Ника качает головой, делая шаг в сторону:
- Ты кидаешься словами.
- Как мне доказать?
- Ничего не надо доказывать, я еду домой к своему сыну. И ты иди домой, - она так болезненно спокойна, что меня разрывает изнутри.
Ника уходит в темноту, там, где фонарь не освещает желтым кругом света, к горлу подкатывает горечь, на улице так тихо, что каждый ее шаг вбивает в мое сердце ржавый тупой гвоздь. Никогда она не сможет подпустить меня, пока я не сделаю, то, чего она действительно хочет. Ей нужно это. Закрываю глаза, не замечая, что наступаю в лужу, сердце пронзает дикая боль, которую я методично запихивал куда подальше все эти годы.
- Восемь лет назад, - мой голос дрожит, как же сложно произносить это вслух, - когда нам не было еще и двадцати, твой муж был заядлым стритрейсером.
Ника останавливается, но не оборачивается.
- Уже тогда он обожал, - мой голос становится хриплым, - торчал от запрещенных веществ. Носился по городу на бешенной скорости, ты знала, что у него нет прав? Вот зачем ему нужен верный шофер в любое время дня и ночи.
Ника поворачивается, мне кажется, что она даже дышать перестает. Но точно утверждать не могу, потому что мне не видно ее лица в темноте.
Я морщусь, долгие годы не смел даже говорить об этом. Тупая боль в груди возвращается.
- Моей сводной сестре было всего три с половиной года, - я делаю паузу, потому что слова застревают в глотке, не желая выходить наружу, - они с моей матерью задержались в гостях, и она, - нижняя губа дрожит, - не удержала ее, - голос срывается, - девочка выбежала на дорогу.

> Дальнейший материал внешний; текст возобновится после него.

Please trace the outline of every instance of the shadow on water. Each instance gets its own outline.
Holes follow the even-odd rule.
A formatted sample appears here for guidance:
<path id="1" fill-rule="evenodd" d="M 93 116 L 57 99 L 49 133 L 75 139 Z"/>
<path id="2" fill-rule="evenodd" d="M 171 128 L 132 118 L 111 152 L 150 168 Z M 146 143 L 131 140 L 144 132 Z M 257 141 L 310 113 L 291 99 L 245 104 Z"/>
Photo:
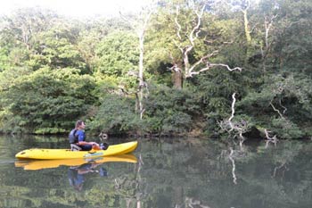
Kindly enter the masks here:
<path id="1" fill-rule="evenodd" d="M 109 142 L 123 142 L 112 139 Z M 258 141 L 240 146 L 211 139 L 139 139 L 135 162 L 111 158 L 14 159 L 25 148 L 68 146 L 66 139 L 57 137 L 0 137 L 0 207 L 308 208 L 312 204 L 310 142 Z"/>

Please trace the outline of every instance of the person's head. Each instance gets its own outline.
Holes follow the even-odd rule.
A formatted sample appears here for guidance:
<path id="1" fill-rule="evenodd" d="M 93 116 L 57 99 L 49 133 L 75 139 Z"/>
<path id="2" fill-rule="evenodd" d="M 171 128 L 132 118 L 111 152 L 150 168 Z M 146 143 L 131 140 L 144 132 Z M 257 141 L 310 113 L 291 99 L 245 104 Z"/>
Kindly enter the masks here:
<path id="1" fill-rule="evenodd" d="M 76 129 L 84 129 L 85 127 L 86 127 L 86 124 L 83 121 L 81 120 L 77 121 L 76 126 L 75 126 Z"/>

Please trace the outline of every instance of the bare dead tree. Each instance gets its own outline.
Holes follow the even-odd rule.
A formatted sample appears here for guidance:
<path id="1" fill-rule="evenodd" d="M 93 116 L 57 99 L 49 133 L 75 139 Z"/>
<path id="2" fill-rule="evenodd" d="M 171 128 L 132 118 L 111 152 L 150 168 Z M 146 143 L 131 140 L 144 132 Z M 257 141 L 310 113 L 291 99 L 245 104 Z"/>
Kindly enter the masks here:
<path id="1" fill-rule="evenodd" d="M 273 143 L 275 146 L 276 146 L 276 143 L 278 141 L 276 135 L 271 137 L 269 135 L 270 131 L 268 131 L 267 129 L 265 129 L 265 135 L 266 135 L 266 148 L 267 148 L 269 143 Z"/>
<path id="2" fill-rule="evenodd" d="M 177 41 L 173 40 L 175 46 L 180 50 L 183 57 L 183 65 L 184 65 L 184 77 L 185 79 L 191 78 L 193 75 L 200 74 L 201 72 L 203 72 L 205 71 L 208 71 L 213 67 L 225 67 L 228 71 L 242 71 L 242 68 L 240 67 L 234 67 L 231 68 L 229 65 L 225 64 L 225 63 L 212 63 L 209 62 L 209 60 L 217 55 L 218 54 L 218 50 L 215 50 L 209 54 L 204 54 L 201 58 L 200 58 L 199 61 L 195 62 L 194 63 L 191 64 L 189 61 L 189 56 L 191 52 L 193 50 L 195 45 L 196 45 L 196 40 L 199 38 L 199 34 L 201 31 L 201 20 L 202 16 L 204 13 L 204 10 L 206 7 L 206 4 L 203 4 L 202 6 L 196 8 L 194 1 L 191 1 L 193 4 L 192 5 L 192 10 L 196 15 L 196 18 L 194 20 L 194 25 L 192 28 L 191 31 L 186 34 L 188 45 L 184 46 L 183 45 L 183 38 L 181 36 L 181 30 L 182 30 L 182 26 L 179 23 L 178 16 L 180 14 L 180 8 L 179 6 L 176 6 L 176 16 L 175 16 L 175 24 L 176 24 L 176 33 L 177 37 Z M 206 65 L 205 67 L 201 67 L 201 65 Z M 182 69 L 178 67 L 177 64 L 173 64 L 172 71 L 176 72 L 181 73 Z M 182 74 L 182 73 L 181 73 Z"/>
<path id="3" fill-rule="evenodd" d="M 235 165 L 235 161 L 233 158 L 233 154 L 234 154 L 234 150 L 231 147 L 230 148 L 231 152 L 230 154 L 228 155 L 228 159 L 230 159 L 230 161 L 232 162 L 232 177 L 233 177 L 233 183 L 234 184 L 237 184 L 237 178 L 236 178 L 236 174 L 235 174 L 235 169 L 236 169 L 236 165 Z"/>
<path id="4" fill-rule="evenodd" d="M 121 17 L 129 23 L 130 27 L 135 30 L 138 39 L 139 39 L 139 71 L 137 73 L 137 79 L 139 81 L 137 92 L 135 94 L 137 104 L 137 111 L 140 114 L 140 119 L 143 119 L 144 112 L 145 112 L 144 107 L 143 106 L 143 99 L 144 97 L 144 89 L 147 89 L 147 84 L 144 79 L 144 37 L 145 32 L 148 27 L 148 23 L 150 21 L 151 16 L 154 12 L 155 8 L 153 6 L 153 3 L 151 4 L 146 8 L 142 8 L 141 12 L 138 15 L 138 20 L 131 21 L 123 16 L 120 12 Z M 136 73 L 135 73 L 136 74 Z"/>
<path id="5" fill-rule="evenodd" d="M 246 140 L 246 138 L 242 136 L 243 133 L 247 132 L 249 129 L 248 123 L 245 121 L 233 121 L 232 120 L 234 118 L 235 113 L 235 98 L 236 93 L 232 95 L 232 104 L 231 104 L 231 116 L 227 120 L 224 120 L 218 122 L 221 129 L 226 131 L 231 135 L 233 132 L 234 134 L 234 137 L 238 137 L 240 146 L 242 146 L 242 143 Z"/>

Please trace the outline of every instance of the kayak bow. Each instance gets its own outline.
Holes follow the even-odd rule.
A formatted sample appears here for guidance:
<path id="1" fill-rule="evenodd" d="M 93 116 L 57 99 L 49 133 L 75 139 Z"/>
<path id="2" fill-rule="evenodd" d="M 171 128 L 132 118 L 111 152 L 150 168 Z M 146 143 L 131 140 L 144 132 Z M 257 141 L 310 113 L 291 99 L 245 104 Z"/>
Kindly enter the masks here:
<path id="1" fill-rule="evenodd" d="M 124 154 L 133 152 L 137 141 L 110 146 L 107 150 L 71 151 L 70 149 L 27 149 L 16 154 L 18 159 L 60 160 L 73 158 L 95 158 Z"/>

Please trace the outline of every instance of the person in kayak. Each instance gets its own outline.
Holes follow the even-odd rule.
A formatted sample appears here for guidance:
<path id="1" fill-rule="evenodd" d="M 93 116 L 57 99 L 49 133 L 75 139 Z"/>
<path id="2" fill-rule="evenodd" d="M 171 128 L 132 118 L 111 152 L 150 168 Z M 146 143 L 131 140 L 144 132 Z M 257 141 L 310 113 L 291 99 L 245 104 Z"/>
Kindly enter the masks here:
<path id="1" fill-rule="evenodd" d="M 70 144 L 74 144 L 81 148 L 82 151 L 94 150 L 106 150 L 107 144 L 99 145 L 96 142 L 86 142 L 85 134 L 86 123 L 79 120 L 76 122 L 75 129 L 70 133 L 69 139 Z"/>

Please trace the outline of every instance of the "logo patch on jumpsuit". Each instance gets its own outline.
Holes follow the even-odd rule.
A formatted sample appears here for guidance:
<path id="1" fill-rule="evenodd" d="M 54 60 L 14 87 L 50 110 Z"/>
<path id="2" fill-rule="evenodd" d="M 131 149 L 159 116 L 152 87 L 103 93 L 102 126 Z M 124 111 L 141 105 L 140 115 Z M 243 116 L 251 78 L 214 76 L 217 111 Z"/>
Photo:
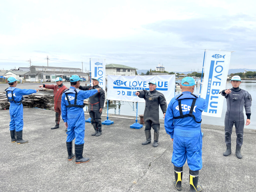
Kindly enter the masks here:
<path id="1" fill-rule="evenodd" d="M 193 110 L 193 111 L 195 113 L 196 112 L 196 108 L 197 105 L 195 105 L 194 107 L 194 109 Z M 191 106 L 189 106 L 189 105 L 187 105 L 186 104 L 181 104 L 181 109 L 182 110 L 182 111 L 184 112 L 185 111 L 190 111 L 190 108 L 191 108 Z M 177 105 L 177 106 L 175 108 L 175 109 L 177 109 L 178 111 L 179 111 L 179 105 Z"/>

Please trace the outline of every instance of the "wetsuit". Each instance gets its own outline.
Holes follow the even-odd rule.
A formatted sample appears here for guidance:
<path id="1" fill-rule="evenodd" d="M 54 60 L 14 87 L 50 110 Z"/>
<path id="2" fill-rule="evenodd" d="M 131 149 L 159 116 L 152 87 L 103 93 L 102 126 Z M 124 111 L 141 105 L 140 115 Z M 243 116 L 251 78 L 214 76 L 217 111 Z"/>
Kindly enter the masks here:
<path id="1" fill-rule="evenodd" d="M 43 85 L 44 87 L 46 89 L 53 90 L 54 98 L 54 111 L 55 112 L 55 122 L 56 124 L 59 124 L 61 113 L 61 96 L 62 93 L 68 88 L 61 83 L 61 85 Z"/>
<path id="2" fill-rule="evenodd" d="M 163 113 L 166 112 L 167 105 L 165 98 L 163 93 L 155 89 L 152 91 L 144 90 L 140 92 L 139 97 L 143 98 L 146 101 L 144 121 L 145 123 L 145 133 L 147 140 L 151 140 L 150 130 L 154 130 L 154 141 L 157 142 L 159 136 L 159 106 L 160 105 Z"/>
<path id="3" fill-rule="evenodd" d="M 93 95 L 89 98 L 89 113 L 91 119 L 91 122 L 95 131 L 101 131 L 101 113 L 99 111 L 101 108 L 104 107 L 105 102 L 105 92 L 98 85 L 92 87 L 81 86 L 79 89 L 81 90 L 86 90 L 95 89 L 97 88 L 101 88 L 100 92 Z"/>
<path id="4" fill-rule="evenodd" d="M 248 91 L 239 87 L 232 88 L 231 92 L 226 94 L 225 89 L 221 92 L 221 95 L 227 99 L 227 110 L 225 118 L 225 142 L 227 145 L 231 144 L 231 134 L 234 124 L 237 134 L 237 145 L 242 146 L 243 141 L 243 128 L 244 117 L 243 107 L 247 119 L 251 116 L 251 97 Z"/>
<path id="5" fill-rule="evenodd" d="M 64 122 L 68 123 L 67 142 L 71 142 L 75 137 L 75 144 L 84 143 L 83 100 L 98 92 L 97 89 L 81 91 L 71 86 L 63 92 L 61 98 L 61 116 Z"/>
<path id="6" fill-rule="evenodd" d="M 16 132 L 23 130 L 23 95 L 36 93 L 35 89 L 22 89 L 14 87 L 9 87 L 6 89 L 6 95 L 10 103 L 10 130 Z"/>

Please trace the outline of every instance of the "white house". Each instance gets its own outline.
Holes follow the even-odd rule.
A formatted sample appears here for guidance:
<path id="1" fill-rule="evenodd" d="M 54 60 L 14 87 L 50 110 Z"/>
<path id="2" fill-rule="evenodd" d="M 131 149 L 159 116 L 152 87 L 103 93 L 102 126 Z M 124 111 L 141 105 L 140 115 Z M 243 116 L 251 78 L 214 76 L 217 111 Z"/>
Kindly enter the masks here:
<path id="1" fill-rule="evenodd" d="M 118 64 L 108 64 L 106 65 L 106 79 L 109 75 L 136 75 L 136 69 L 134 67 Z"/>
<path id="2" fill-rule="evenodd" d="M 156 67 L 156 71 L 164 71 L 165 69 L 165 68 L 164 67 L 164 66 L 162 65 L 162 66 L 161 66 L 160 63 L 158 64 L 157 67 Z"/>

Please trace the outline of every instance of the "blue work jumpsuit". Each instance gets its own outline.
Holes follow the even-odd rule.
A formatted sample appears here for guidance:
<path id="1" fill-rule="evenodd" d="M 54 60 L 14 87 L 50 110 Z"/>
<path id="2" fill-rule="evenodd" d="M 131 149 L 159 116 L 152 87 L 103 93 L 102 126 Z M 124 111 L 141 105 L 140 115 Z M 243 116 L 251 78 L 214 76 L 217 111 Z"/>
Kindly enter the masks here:
<path id="1" fill-rule="evenodd" d="M 97 89 L 82 91 L 71 87 L 63 92 L 61 98 L 61 116 L 64 122 L 68 123 L 67 142 L 71 142 L 75 138 L 76 145 L 84 143 L 85 124 L 83 100 L 98 92 Z"/>
<path id="2" fill-rule="evenodd" d="M 22 89 L 9 87 L 5 90 L 6 97 L 10 102 L 10 130 L 16 132 L 23 130 L 23 95 L 36 93 L 35 89 Z"/>
<path id="3" fill-rule="evenodd" d="M 193 107 L 193 99 L 195 103 L 191 115 L 186 116 Z M 181 103 L 181 112 L 179 100 Z M 175 166 L 182 167 L 187 159 L 191 170 L 197 171 L 202 168 L 201 116 L 202 111 L 208 105 L 205 99 L 188 91 L 183 92 L 173 98 L 169 103 L 165 114 L 164 126 L 166 133 L 173 139 L 172 162 Z"/>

Улыбаюсь сквозь адскую боль внутри, моргаю, чтобы ветер осушил мои глаза:
- Это был пешеходный переход, зеленый свет, однако, твой муж не планировал останавливаться, - от беспомощности сжимаю руки в кулаки, - он протащил ее несколько метров, а потом переехал, - закидываю голову, чтобы крутящиеся слезы не потекли по щекам, - бросил умирать. Он пытался скрыться, пробовал снять номера за городом, один из водителей догнал его, он заперся изнутри, в машине. Кричал о несправедливости его задержания, – делаю паузу, чтобы вздохнуть поглубже. - Моя мать умерла в скорой, той, что приехала для маленькой Олечки, от обширного инфаркта миокарда, она была еще молодой женщиной, но ее сердце не выдержало, когда она увидела размазанное по асфальту тело собственной дочери.